Ein Frösteln kroch über ihren Rücken. Sie war ganz sicher, Christoph Bolkow nicht begegnet zu sein, aber es war möglich, dass er sie gesehen hatte in diesem hübschen kleinen Gebirgsort, in dem so mancher von künstlerischer Holzschnitzerei lebte. Ihr Herz hämmerte wild, als sie die Madonna in die Hände nahm und umdrehte, und da sah sie das bekannte Zeichen: M und R, ineinander verschlungen, Markus Rettinger! Ihre Hände zitterten, als sie die Madonna wieder auf den Tisch stellte. Ihre Augen füllten sich mit Tränen. Mit ihrer Selbstbeherrschung war es vorbei. Markus Rettinger war schon fast fünf Jahre tot, und ihr hatte er alles bedeutet, was das Leben ausmachte.
Sie hatte versucht zu vergessen, und jetzt hatte sie gemeint, dass es ihr gelingen könnte. Aber das Schicksal wollte es anders. Es war, als würde sie gemahnt, nicht zu vergessen.
Wie gut mochte Christoph Bolkow Markus gekannt haben? So gut, dass er Bilder von ihr gesehen hatte, die Markus gemalt hatte?
Mochte das auch sein, alles konnte er unmöglich wissen. Ihr Geheimnis hatte sie gewahrt. Niemand wusste davon, und den Schmerz musste sie ganz allein tragen.
*
Mit Mühe hatte Heidi ihre Fassung zurückgewonnen. Dr. Bolkow hatte die beiden Bilder gebracht. Sie hatte das Bett so gerückt, dass kein direktes Licht darauffiel.
Die beiden Aquarelle stellten unterschiedliche Landschaften dar. Das eine ein Haus im maurischen Stil, eingebettet in einen bunten Garten, das andere eine weibliche Gestalt auf einer blühenden Bergwiese. Einen Kommentar dazu gab Dr. Bolkow nicht.
Heidi fühlte sich einen Augenblick versucht, ihn zu fragen, woher er die Madonna hätte, aber sie verdrängte diesen Gedanken.
»Ich werde meine Frau gegen fünf Uhr bringen«, sagte er. Dann verschwand er endgültig.
Heidi ging wieder an ihre Arbeit, aber es fiel ihr schwer, sich zu konzentrieren. Dann kam Dr. Leitner herein. Er war guter Dinge, denn er hatte eben einen gesunden Jungen in die Arme einer glücklichen Mutter legen können.
Er sagte es Heidi. Sie sagte ihm, dass Dr. Bolkow da gewesen sei.
»Was meinte er?«, fragte Dr. Leitner.
»Er hat einige Bilder und eine Madonna gebracht, die seiner Frau anscheinend viel bedeuten.«
»Sie ist eine bedauernswerte Frau und er irgendwie ein bedauernswerter Mann«, sagte Dr. Leitner gedankenverloren.

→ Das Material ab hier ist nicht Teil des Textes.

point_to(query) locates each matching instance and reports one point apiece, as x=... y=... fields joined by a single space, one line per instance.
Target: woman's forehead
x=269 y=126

»Er bringt seine Frau gegen fünf Uhr«, sagte Heidi.
Nun fühlte sie sich auch von Dr. Leitner forschend gemustert.
»Fehlt Ihnen etwas, Heidi?«, fragte er freundlich. »Mute ich Ihnen zu viel zu?«
»Aber nein«, erwiderte sie rasch.
»Diesmal halten Sie Ihr freies Wochenende ein«, erklärte er energisch. »Ich bestehe darauf.«
»Was soll ich denn damit anfangen, wenn schlechtes Wetter ist?«, fragte sie gleichmütig.
»Haben Sie denn gar keine Freunde?«, fragte er behutsam.
»Nein.«
»Dann leisten Sie doch meiner Frau mal Gesellschaft.«
»Sie haben Ihr freies Wochenende auch verdient, wenn ich Sie daran erinnern darf«, machte sie ihn aufmerksam. »Dr. Ruthart hat Dienst.«
»Ich muss erreichbar sein, solange wir Frau Bolkow zu betreuen haben«, erwiderte Dr. Leitner.
*
Dr. Bolkow brachte seine Frau pünktlich um fünf Uhr. Dass Ruth Bolkow schwer leidend war, konnte man mit einem Blick feststellen. Abgemagert war sie, und ihre Haut war fahl, das Haar von einem hellen glanzvollen Aschblond. Sie stützte sich schwer auf den Arm ihres Mannes, und nur mühsam konnte sie sich fortbewegen.
Dem Krankenblatt hatte Heidi entnommen, dass sie zweiundvierzig Jahre war, aber sie sah noch zwanzig Jahre älter aus.
Aber nicht allein das war es, was Heidi nachdenklich stimmte. Sie meinte diese Frau schon einmal gesehen zu haben.
Schwester Dora und Dr. Leitner bemühten sich um die Patientin. Damit hatte Heidi nichts zu tun. Sie ging auch schnell wieder in ihr Büro zurück.
In ihren Schläfen hämmerte das Blut. Ich rede mir alles ein wegen der Madonna, ging es ihr durch den Sinn, und weil Dr. Bolkow diese Andeutung machte, ob wir uns schon gesehen hätten. Das jedenfalls kann doch nicht die Frau von damals sein.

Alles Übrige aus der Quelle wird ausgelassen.